# Shelby - my big, black DIVA of a mare



## coppers-mom (Jan 9, 2009)

I've had Shelby for about 4 years. She is an Egyptian Arab/Quarter cross I bought for a teenager who was riding with me.
The teenager quit riding pretty soon after since she discovered boys and they took over her life.:doh:

I never took the time to train shelby to ride alone. I just took Cotton unless someone else was riding him and I rode Shelby. Now that I've lost cotton, shelby and I are trying to reach an agreement where we will go out alone and she won't kill me. It's a work in progress. That girl has a LOT of attitude.


----------



## Megora (Jun 7, 2010)

She's such a pretty girl! 

The first horses I ever rode were Egyptian Arabs. I loved them, even though they could be stubborn blanketty blanks.  

I hope Shelby has more of the easygoing QH attitude<:


----------



## coppers-mom (Jan 9, 2009)

Megora said:


> I hope Shelby has more of the easygoing QH attitude<:


Unfortunately - not a chance of QH attitude. She is full of ME attitude and a bit of a complicated ride at times.

Don't you like how diplomatically I said that?????:


----------



## BeauShel (May 20, 2007)

Shelby is beautiful.


----------



## Ranger (Nov 11, 2009)

She's a stunner! What a beautiful girl! How tall is she?


----------



## coppers-mom (Jan 9, 2009)

She's about 15.2, but I've never actually measured her. She is way too fat and I have got to start riding her to get her weight down, but she surely is a big pretty girl.

She has always only had a scant handful of grain 2X a day when Cotton got his grain. Now she gets alfalfa cubes soaked in hot water 2X a day in an attempt to ward of colic, but not a large amount. Other than that, she stays so fat on hay. The vet recommended I change her over to fescue so more fiber and less nutrients, but they had me change to bermuda when Cotton coliced last year so I have 11 round bales of bermuda to go through. It will take even fat girl many months to do that.

I call her a diva bacause she truly is one. If there is a wrinkle in her saddle blanket, I have to stop and remove her tack in order to fix it or she truly witches out. Some blankets are ITCHY so she uses me to scratch her back with while I am in the saddle.:uhoh:

Hopefully I can find someone to ride with for a while and I can work with her a little more safely. She surely does not like riding out alone and our ground is too "not flat" for an arena. Even the round pen is on a slope.:doh: That fat girl can sure get some air when she wants to.:doh::doh::doh::doh:


----------



## Jax's Mom (Oct 16, 2009)

Shelby is beautiful. She sure sounds like a handful! Be careful on those rides for now, until you get someone to go with you.


----------



## Ranger (Nov 11, 2009)

My fat boy was on Timothy once he was retired and couldn't be ridden. Even when he was being ridden, he NEVER got an alfalfa round bale or he'd go nuts (all the other paddocks got them once a month, and the schoolies once a week) when being ridden. 
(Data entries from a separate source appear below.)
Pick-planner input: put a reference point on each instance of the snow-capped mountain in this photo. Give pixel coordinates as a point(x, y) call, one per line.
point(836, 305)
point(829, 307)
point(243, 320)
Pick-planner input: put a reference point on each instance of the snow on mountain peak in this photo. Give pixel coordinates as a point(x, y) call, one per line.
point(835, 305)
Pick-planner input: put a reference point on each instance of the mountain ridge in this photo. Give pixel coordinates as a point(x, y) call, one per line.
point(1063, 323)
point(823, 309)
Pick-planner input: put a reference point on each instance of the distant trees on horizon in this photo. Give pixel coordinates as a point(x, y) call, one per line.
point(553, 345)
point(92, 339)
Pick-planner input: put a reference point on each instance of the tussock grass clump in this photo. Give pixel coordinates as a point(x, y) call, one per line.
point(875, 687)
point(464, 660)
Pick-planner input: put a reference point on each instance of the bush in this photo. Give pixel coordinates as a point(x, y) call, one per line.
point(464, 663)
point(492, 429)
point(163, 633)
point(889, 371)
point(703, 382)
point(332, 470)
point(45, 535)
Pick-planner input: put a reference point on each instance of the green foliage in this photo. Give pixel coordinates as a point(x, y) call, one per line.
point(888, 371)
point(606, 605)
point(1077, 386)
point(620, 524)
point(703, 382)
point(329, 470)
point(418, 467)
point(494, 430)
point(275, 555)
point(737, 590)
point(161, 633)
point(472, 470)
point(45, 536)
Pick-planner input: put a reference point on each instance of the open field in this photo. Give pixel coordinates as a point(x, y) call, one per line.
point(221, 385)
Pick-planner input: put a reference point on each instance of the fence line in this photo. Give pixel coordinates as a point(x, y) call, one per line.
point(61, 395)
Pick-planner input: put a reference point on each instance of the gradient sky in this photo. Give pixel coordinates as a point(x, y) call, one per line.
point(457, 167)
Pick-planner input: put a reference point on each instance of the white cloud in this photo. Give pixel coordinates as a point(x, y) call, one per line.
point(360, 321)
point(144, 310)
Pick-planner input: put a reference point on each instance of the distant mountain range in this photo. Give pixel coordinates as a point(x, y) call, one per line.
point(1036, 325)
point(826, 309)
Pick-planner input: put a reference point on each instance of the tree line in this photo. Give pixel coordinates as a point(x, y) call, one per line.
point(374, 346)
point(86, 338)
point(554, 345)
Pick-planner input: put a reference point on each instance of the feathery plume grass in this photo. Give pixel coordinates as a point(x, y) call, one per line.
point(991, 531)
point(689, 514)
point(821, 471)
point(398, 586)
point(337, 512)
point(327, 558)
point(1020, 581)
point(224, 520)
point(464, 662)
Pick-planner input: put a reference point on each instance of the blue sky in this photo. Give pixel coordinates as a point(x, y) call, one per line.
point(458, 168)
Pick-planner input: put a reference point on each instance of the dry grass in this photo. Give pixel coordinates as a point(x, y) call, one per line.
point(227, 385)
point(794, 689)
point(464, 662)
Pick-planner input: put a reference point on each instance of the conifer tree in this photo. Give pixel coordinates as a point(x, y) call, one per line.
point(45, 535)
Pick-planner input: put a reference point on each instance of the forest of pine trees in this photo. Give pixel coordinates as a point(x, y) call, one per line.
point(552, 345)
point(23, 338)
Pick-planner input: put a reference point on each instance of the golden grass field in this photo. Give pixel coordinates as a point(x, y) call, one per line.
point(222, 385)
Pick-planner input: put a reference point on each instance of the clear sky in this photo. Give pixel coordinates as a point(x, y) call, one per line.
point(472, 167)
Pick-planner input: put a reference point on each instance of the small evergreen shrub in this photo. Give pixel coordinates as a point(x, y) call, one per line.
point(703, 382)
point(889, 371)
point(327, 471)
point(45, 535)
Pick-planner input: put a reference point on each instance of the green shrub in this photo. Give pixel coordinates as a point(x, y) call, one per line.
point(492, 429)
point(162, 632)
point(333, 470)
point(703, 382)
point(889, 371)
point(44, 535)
You give her alfalfa cubes twice a day? Holy crap - my guy would be off the rafters with that! He only got soaked alfalfa cubes at week long horse shows so he wouldn't start to get tired by the the 3rd or 4th day. Even then, he'd still have the energy to spook at ANY little thing, no matter how "tired" he was. 

Just out of curiousity: can you explain the rationale behind the soaked alfalfa cubes preventing colic? I've never heard of it before...is it just the extra water content?


----------



## cubbysan (Mar 13, 2007)

She is so pretty. Hope she gets easier for you. 

I have noticed that a couple of ads for horses for sale, where the ad says, "selling because my girls discovered boys".


----------



## coppers-mom (Jan 9, 2009)

Ranger said:


> My fat boy was on Timothy once he was retired and couldn't be ridden. Even when he was being ridden, he NEVER got an alfalfa round bale or he'd go nuts (all the other paddocks got them once a month, and the schoolies once a week) when being ridden.
> 
> You give her alfalfa cubes twice a day? Holy crap - my guy would be off the rafters with that! He only got soaked alfalfa cubes at week long horse shows so he wouldn't start to get tired by the the 3rd or 4th day. Even then, he'd still have the energy to spook at ANY little thing, no matter how "tired" he was.
> 
> Just out of curiousity: can you explain the rationale behind the soaked alfalfa cubes preventing colic? I've never heard of it before...is it just the extra water content?


Well shoot- the vet told me to give it to her. It is only about 1 gallon once soaked and full of water. It is the extra water, the salt I add and the supossed "Fact" that they tend to drink well after a high protein meal. Oh yeah - and it keeps her guts functioning....... That's all I remember. I do keep a heater in her trough and carry warm water out there twice a day also.

When Cotton coliced last year they told me to get rid of my fescue and change to Bermuda. that cost me a bit since I gave away 5 round bales of fescue to have room for bermuda.:uhoh: Now they told me to change back to fescue. (the round bales are bermuda - not alfalfa - she'd kill herself for sure).

I was told not to give a bran mash more often than once every 6 weeks because it can cause imbalances. The more I ask the more conflicting info I get.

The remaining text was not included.